Publications
D. Ozog, J. R. Hammond, J. Dinan, P. Balaji, S. Shende, A. Malony, "Inspector-Executor Load Balancing Algorithms for Block-Sparse Tensor Contractions," Preprint ANL/MCS-P3056-1112, November 2012. [pdf]
Good load-balancing methods are required in order to obtain scalability from the NWChem coupled-cluster module, which allows the detailed study of chemical problems by iteratively solving the Schrodinger equation with an accurate ansatz. In this application, a relatively large amount of task information can be obtained at minimal cost, which suggests a static mapping of task groups to processors can be a simple and more efficient alternative to centralized dynamic load balancing.

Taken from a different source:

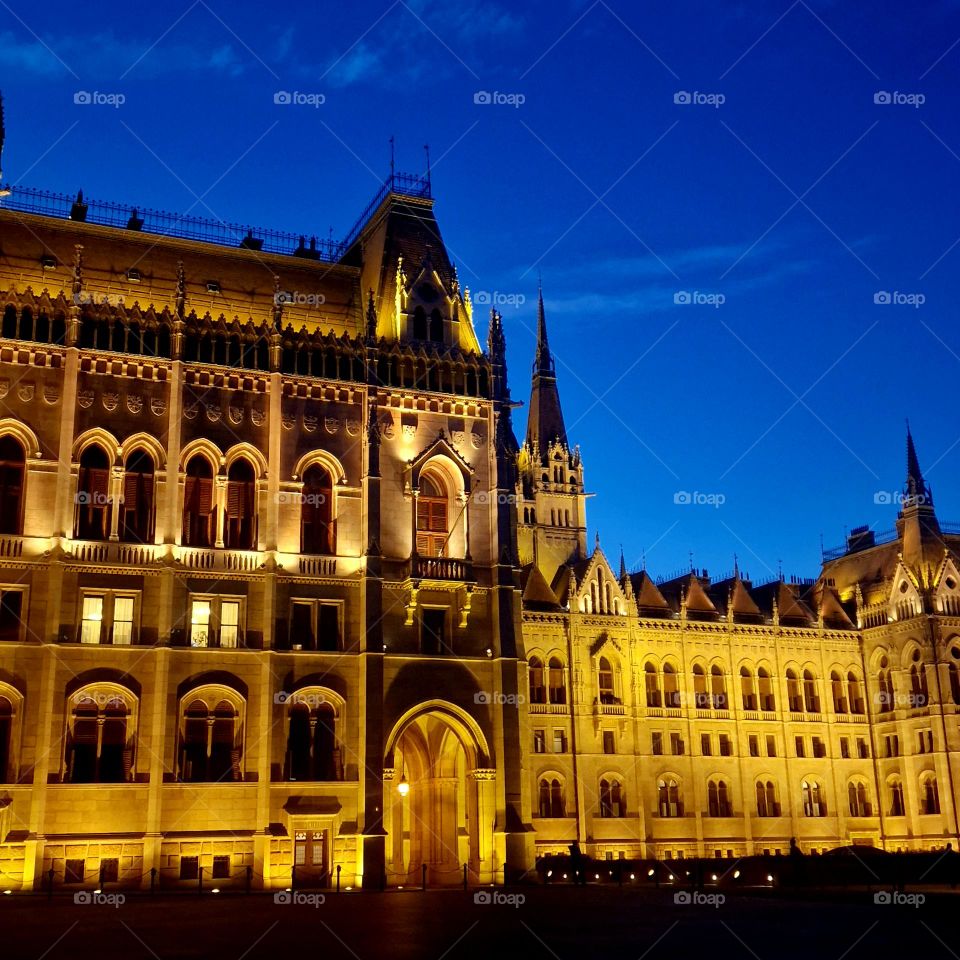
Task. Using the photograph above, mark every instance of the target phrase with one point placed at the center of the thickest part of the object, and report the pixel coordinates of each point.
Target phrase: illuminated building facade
(282, 598)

The distributed tensor contractions are block sparse, and an a priori inspection can quickly distinguish non-null tasks and assign them cost estimations based on characteristics such as their dimensions. Architecture-specific and empirically driven performance models of the dominant SORT and DGEMM routines serve as a cost estimator for a once-per-simulation static partitioning process. In this paper we demonstrate this inspector/executor technique, which improves the NWChem coupled cluster module's execution time by as much as 50% at scale. The technique is applicable to any scientific application requiring load balance where performance models or estimations of kernel execution times are available.